When a recursive nameserver encounters a variety of error conditions (invalid DNSSEC, authoritative nameserver is down, NOTIMP, REFUSED, &c), the recursive nameserver will return SERVFAIL to the client.

When the Let's Encrypt validation server, or your local resolver, returns SERVFAIL to you, it's usually not because that's literally what the authoritative server said.

Unpersuasive. There's nothing, as far as I know, difficult about "parsing" an unrecognized record type. It's just a number. A reasonable nameserver will handle it properly, usually with a valid "no such record" response.

On top of that, there is a widely supported standard for making nameservers not only interpret but serve responses to record types that were not explicitly supported and may not even have existed when the server was written! The SSLMate CAA generator demonstrates how to use it, for example.

Also, the "new" spec was published in 2013. January 2013. The first draft was published in 2010, though it was quite different at that time, and the numbers were probably assigned in 2012-2013.

I won't bet my hat on this, but you could quite possibly deploy a BIND beta from literally 15 years ago -- a decade before the CAA RFC was published -- and use CAA via RFC 3597. (I honestly have no idea when BIND first implemented it, but 15 years ago is possible.)

Also also, that doesn't explain Namebright's numerous other protocol violations.

Also also also, "probably 95% of the public DNS servers on the internet" sounds... well.
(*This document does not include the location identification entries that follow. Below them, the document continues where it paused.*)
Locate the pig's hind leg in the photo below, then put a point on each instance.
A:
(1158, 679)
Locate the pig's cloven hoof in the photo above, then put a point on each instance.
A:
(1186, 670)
Edit: I haven't tried to compile it, but BIND 9.2.1 (April 2002) includes RFC 3597's predecessor draft in its documentation, and the changelog seems to suggest that draft -00 was implemented in 9.1.0b1 (December 2000 probably). If anyone's feeling adventurous...

2 Likes

Currently every time I’ve checked, the Namebright nameservers return NOTIMP, which recursive nameservers (e.g. Google’s DNS server - 8.8.8.8) returns as SERVFAIL.

This will indeed be a problem, and isn’t even a change from what they’re doing right now.

This topic was automatically closed 30 days after the last reply. New replies are no longer allowed.